Picture It: A Poster is Worth a Thousand Words

Almost 200 of UC’s graduate students are going to deliver a quick sketch of their latest research efforts during a Poster Forum set for noon-4 p.m. Friday, March 7, on the conference level of UC’s Kingsgate Marriott Conference Center.

According to Lindsey Faber, research associate in the Office of Research and Advanced Studies, a short award ceremony will follow the exhibit in order to recognize the best poster presentations.  Students are judged not on the quality of their research but on their ability to visually and verbally present it to a general audience.  Thus, the Poster Forum is designed to hone students’ presentation and communication skills.
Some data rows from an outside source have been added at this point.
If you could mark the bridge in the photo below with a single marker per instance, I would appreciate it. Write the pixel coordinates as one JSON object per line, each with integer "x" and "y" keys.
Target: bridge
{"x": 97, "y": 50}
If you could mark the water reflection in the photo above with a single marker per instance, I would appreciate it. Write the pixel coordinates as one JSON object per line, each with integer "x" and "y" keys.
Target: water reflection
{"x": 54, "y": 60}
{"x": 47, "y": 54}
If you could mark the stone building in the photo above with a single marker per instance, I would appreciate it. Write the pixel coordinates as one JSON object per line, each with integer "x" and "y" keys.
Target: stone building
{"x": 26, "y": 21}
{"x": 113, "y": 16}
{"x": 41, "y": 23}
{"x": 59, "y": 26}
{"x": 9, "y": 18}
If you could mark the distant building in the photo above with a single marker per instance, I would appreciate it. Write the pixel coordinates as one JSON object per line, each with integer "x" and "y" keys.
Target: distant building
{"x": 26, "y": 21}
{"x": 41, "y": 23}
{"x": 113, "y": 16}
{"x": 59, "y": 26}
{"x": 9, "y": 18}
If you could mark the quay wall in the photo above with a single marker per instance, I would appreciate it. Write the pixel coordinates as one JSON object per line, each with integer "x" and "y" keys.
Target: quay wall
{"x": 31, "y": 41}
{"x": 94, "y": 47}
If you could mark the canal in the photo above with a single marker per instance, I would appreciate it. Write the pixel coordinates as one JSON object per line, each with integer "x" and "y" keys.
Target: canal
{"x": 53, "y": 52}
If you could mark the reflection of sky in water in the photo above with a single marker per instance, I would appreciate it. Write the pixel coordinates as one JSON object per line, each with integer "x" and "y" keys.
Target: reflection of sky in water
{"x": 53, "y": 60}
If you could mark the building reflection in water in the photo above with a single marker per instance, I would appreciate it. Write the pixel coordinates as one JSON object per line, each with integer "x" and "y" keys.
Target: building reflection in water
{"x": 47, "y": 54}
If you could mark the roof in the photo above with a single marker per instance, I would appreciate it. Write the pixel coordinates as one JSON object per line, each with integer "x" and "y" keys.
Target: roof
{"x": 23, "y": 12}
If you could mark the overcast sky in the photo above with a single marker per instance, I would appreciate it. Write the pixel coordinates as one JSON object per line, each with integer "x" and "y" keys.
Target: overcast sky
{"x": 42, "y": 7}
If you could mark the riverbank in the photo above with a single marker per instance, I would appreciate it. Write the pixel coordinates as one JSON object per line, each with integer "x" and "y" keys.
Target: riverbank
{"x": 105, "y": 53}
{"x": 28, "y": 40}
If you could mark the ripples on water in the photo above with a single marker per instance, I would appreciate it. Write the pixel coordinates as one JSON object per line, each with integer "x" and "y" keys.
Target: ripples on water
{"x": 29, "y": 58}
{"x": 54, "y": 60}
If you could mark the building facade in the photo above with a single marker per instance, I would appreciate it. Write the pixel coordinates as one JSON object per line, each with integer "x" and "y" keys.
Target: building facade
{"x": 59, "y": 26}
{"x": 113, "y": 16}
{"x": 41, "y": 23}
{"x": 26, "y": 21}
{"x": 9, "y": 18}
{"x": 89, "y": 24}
The event coincides with UC’s Graduate Recruitment Weekend which brings top applicants to visit and view the university’s graduate programs.  Among the research presented will be:

• Using Trees to Mitigate Highway Pollution
Environmental engineering graduate student Pamela Funderburg Heckel is helping Tim Keener, professor of civil and environmental engineering, to exploring the environmental and economic benefits of planting trees along interstates as a means for reducing pollution, decreasing mowing costs and saving endangered tree species.  Specifically, the project considers the ability of trees to mitigate the effects of pollutants – like oil, salt and automobile byproducts – found in rainwater runoff. 

• Helping Kidney Dialysis Patients
Pharmacy graduate student Murad Rasem Melhem is assisting Pankaj Desai, associate professor of pharmacy, to develop a better treatment for restenosis, a major problem afflicting kidney dialysis patients.  They are investigating means for delivering medicine directly to the site where the restenosis is to be found without affecting overall circulation. 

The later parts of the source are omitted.